Faisant le point sur les conséquences du mouvement des gilets jaunes sur l'économie, il égrenait les chiffres et les doléances que lui avaient fait remonter les organisations patronales. Il présentait aussi ses solutions concrètes pour accompagner cette phase délicate. Bruno Le Maire était dans son rôle et, contrairement à ses petits camarades un peu chiens fous qui assenaient leurs leçons de morale et d'histoire (centrées exclusivement sur les années 30 et le nazisme), il restait prudemment dans son domaine : l'économie. Oh, on sentait tout de même une pointe de culpabilisation quand il déplorait la chute du chiffre d'affaires, dans certains grands magasins, de 35 % le 17 novembre... On se disait que ce n'était tout de même pas la fin du monde, non ?

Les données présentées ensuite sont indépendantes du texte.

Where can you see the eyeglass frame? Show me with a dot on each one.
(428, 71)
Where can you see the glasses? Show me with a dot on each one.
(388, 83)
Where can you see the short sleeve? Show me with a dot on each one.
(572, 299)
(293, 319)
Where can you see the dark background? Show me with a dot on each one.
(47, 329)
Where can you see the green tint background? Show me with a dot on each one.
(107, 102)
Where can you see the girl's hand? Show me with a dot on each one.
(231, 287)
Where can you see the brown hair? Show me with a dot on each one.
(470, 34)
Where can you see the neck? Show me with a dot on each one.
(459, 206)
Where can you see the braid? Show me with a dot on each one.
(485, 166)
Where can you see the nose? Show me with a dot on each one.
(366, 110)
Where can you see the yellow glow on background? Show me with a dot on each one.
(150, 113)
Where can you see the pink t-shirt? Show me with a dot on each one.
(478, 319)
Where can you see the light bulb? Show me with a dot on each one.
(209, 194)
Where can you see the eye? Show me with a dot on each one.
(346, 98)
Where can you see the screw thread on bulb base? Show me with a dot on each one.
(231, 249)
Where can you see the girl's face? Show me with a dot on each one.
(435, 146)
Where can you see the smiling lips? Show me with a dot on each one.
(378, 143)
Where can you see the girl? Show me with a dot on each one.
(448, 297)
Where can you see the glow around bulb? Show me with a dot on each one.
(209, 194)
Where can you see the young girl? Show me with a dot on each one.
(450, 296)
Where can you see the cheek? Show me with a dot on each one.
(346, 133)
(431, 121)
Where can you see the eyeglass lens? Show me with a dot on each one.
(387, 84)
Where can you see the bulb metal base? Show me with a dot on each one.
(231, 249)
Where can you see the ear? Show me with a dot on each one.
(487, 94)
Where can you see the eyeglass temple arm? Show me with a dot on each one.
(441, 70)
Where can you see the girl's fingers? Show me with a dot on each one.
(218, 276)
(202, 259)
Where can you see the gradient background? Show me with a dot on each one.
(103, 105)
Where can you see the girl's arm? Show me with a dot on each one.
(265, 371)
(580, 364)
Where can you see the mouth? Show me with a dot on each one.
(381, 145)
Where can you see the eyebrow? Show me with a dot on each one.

On a, ici ou là, déploré ou moqué l'amateurisme des gilets jaunes. On devrait, au contraire, saluer leur efficacité : contrairement à certains mouvements sociaux qui dérangent peu, ou seulement les usagers, mais pas les décideurs, les gilets jaunes ont su toucher aux centres névralgiques : grande distribution, péages, dépôts. Leur but est clair : que les grands patrons fassent pression sur leur ami Macron. Ce n'est pas la moindre originalité de ce mouvement d'un nouveau genre. Peut-être parce qu'ils sont, justement, issus du monde économique. Ils sont les rouages sans lesquels la machine ne tourne plus. Et là, ils n'en peuvent plus.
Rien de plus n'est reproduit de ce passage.